The generated query looks something like this
SELECT node.sticky AS node_sticky, nodequeue_nodes_node.position AS nodequeue_nodes_node_position, field_data_field_published_date.field_published_date_value AS field_data_field_published_date_field_published_date_value, node.nid AS nid FROM node node LEFT JOIN nodequeue_nodes nodequeue_nodes_node ON node.nid = nodequeue_nodes_node.nid AND nodequeue_nodes_node.qid = '1' LEFT JOIN field_data_field_published_date field_data_field_published_date ON node.nid = field_data_field_published_date.entity_id AND (field_data_field_published_date.entity_type = 'node' AND field_data_field_published_date.deleted = '0') WHERE (( (node.status = '1') AND (node.nid IN (SELECT tn.nid AS nid FROM taxonomy_index tn LEFT OUTER JOIN taxonomy_term_hierarchy th ON th.tid = tn.tid LEFT OUTER JOIN taxonomy_term_hierarchy th1 ON th.parent = th1.tid LEFT OUTER JOIN taxonomy_term_hierarchy th2 ON th1.parent = th2.tid LEFT OUTER JOIN taxonomy_term_hierarchy th3 ON th2.parent = th3.tid WHERE ( (tn.tid = '37') OR (th1.tid = '37') OR (th2.tid = '37') OR (th3.tid = '37') ))) )) ORDER BY node_sticky DESC, nodequeue_nodes_node_position DESC, field_data_field_published_date_field_published_date_value DESC LIMIT 10 OFFSET 0;
The problem here is the sub query that is finding the nids to show on this index. In my sites database this query returns 5425 records in 1 second. It is slow because it is joining 5 tables, taxonomy index is one of them and has 103k records. Depth is terribly inefficient in databases that store hierarchy with parent references; the nested set model would be much better but that is something that would require a huge rewrite of drupal.
Now I believe the depth query can be achieved with no extra joins, but with a few other queries and some php.
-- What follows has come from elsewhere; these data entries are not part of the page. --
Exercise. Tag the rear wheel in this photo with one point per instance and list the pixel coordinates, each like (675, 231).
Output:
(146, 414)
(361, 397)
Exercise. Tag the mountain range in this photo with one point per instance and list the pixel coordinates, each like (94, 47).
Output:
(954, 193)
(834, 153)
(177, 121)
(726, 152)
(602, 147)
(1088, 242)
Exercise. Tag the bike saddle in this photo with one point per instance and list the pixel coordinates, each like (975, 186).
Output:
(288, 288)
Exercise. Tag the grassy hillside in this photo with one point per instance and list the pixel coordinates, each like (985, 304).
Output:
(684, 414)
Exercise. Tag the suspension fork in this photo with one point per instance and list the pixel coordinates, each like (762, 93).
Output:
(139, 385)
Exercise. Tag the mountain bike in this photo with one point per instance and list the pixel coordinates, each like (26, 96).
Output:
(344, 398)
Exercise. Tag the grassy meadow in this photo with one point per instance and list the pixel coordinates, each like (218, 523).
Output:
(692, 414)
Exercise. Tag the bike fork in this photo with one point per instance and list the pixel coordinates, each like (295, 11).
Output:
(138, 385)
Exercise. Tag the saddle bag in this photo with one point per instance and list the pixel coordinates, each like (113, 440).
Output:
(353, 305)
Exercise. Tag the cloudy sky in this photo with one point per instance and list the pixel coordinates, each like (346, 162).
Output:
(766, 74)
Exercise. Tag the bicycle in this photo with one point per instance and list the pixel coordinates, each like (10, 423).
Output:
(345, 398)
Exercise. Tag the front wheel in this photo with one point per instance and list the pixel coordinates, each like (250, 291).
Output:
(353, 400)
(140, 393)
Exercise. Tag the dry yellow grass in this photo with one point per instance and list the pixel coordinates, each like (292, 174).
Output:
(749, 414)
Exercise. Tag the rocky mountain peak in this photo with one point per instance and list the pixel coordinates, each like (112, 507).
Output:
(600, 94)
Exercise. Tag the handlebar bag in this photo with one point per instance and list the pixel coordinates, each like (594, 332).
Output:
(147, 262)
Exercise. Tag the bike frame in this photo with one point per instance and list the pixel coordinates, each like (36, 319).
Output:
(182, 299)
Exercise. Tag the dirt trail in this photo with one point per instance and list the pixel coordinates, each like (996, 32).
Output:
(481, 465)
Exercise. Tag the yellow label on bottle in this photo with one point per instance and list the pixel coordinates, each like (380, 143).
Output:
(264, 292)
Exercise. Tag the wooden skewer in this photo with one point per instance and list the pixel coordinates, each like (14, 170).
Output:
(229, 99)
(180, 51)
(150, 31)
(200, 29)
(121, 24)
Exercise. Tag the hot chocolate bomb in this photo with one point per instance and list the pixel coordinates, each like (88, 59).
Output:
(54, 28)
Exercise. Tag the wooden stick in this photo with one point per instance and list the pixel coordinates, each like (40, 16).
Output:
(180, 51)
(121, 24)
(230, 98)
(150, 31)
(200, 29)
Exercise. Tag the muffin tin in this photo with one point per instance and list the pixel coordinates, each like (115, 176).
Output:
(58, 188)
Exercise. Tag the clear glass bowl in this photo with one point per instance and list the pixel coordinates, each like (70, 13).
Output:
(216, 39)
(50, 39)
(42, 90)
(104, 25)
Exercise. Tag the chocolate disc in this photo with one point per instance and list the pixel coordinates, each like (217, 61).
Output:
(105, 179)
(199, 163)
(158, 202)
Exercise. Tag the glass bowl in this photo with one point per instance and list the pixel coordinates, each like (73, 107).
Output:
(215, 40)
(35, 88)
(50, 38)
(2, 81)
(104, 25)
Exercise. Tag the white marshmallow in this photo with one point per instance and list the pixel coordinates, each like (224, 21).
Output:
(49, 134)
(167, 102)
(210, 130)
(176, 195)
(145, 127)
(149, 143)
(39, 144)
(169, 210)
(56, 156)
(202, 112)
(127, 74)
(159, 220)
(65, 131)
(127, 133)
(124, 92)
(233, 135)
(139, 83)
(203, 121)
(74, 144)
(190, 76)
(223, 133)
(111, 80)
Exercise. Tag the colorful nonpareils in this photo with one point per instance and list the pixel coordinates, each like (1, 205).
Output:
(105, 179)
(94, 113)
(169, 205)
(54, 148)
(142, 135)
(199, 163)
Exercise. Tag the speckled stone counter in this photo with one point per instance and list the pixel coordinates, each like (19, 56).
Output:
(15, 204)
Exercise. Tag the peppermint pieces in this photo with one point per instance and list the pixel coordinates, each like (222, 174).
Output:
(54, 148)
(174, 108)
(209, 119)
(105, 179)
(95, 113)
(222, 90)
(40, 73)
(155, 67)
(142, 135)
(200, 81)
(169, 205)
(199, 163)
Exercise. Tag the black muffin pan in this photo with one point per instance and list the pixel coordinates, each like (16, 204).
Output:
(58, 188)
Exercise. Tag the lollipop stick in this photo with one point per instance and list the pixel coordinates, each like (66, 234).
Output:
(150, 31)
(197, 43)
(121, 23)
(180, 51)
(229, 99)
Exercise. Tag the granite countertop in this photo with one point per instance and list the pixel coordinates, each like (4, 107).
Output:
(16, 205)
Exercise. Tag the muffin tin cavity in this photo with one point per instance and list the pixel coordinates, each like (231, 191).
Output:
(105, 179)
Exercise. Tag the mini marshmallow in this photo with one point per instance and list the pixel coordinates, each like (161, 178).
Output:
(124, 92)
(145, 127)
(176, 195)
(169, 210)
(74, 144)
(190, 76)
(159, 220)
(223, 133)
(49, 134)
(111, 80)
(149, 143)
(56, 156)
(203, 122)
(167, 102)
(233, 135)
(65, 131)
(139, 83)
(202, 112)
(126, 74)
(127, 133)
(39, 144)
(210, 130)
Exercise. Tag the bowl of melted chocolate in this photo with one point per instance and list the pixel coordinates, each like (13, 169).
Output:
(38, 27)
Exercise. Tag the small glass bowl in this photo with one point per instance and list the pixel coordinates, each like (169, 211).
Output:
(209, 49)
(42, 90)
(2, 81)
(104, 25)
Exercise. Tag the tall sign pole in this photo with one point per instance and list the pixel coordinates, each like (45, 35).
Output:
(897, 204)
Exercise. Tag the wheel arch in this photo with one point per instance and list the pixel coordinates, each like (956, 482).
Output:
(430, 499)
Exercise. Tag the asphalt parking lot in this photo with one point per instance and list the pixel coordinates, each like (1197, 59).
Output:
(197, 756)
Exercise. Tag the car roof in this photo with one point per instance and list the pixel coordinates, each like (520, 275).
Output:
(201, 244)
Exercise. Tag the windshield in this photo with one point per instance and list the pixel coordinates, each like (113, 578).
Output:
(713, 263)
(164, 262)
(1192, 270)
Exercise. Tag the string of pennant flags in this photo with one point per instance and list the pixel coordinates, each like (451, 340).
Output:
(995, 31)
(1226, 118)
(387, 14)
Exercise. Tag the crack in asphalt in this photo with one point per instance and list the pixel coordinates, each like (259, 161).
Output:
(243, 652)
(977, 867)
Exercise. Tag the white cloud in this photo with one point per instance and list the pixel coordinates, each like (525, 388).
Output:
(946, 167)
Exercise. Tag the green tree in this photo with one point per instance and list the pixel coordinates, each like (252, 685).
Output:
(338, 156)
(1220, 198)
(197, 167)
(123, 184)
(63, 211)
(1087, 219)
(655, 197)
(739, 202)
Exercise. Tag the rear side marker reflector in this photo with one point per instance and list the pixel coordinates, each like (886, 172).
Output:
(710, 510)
I suggest the tree of terms is loaded and we check the tid is in a set of taxonomy terms, such as:
SELECT node.sticky AS node_sticky, nodequeue_nodes_node.position AS nodequeue_nodes_node_position, field_data_field_published_date.field_published_date_value AS field_data_field_published_date_field_published_date_value, node.nid AS nid FROM node node LEFT JOIN nodequeue_nodes nodequeue_nodes_node ON node.nid = nodequeue_nodes_node.nid AND nodequeue_nodes_node.qid = '1' LEFT JOIN field_data_field_published_date field_data_field_published_date ON node.nid = field_data_field_published_date.entity_id AND (field_data_field_published_date.entity_type = 'node' AND field_data_field_published_date.deleted = '0') WHERE (( (node.status = '1') AND (node.nid IN (SELECT tn.nid AS nid FROM taxonomy_index tn WHERE ( (tn.tid IN ('37', '38', '39', '40', '41', '42', '43', '44', '45', '46', '47', '48', '49', '50', '51', '52', '35524', '53', '54', '56', '57', '58', '59')) ))) )) ORDER BY node_sticky DESC, nodequeue_nodes_node_position DESC, field_data_field_published_date_field_published_date_value DESC LIMIT 10 OFFSET 0;
This query is much more efficient and as far as I can work out, will return exactly the same results.
I have attached a patch with my code changes for this and I would really like some feedback as to whether it's worth considering.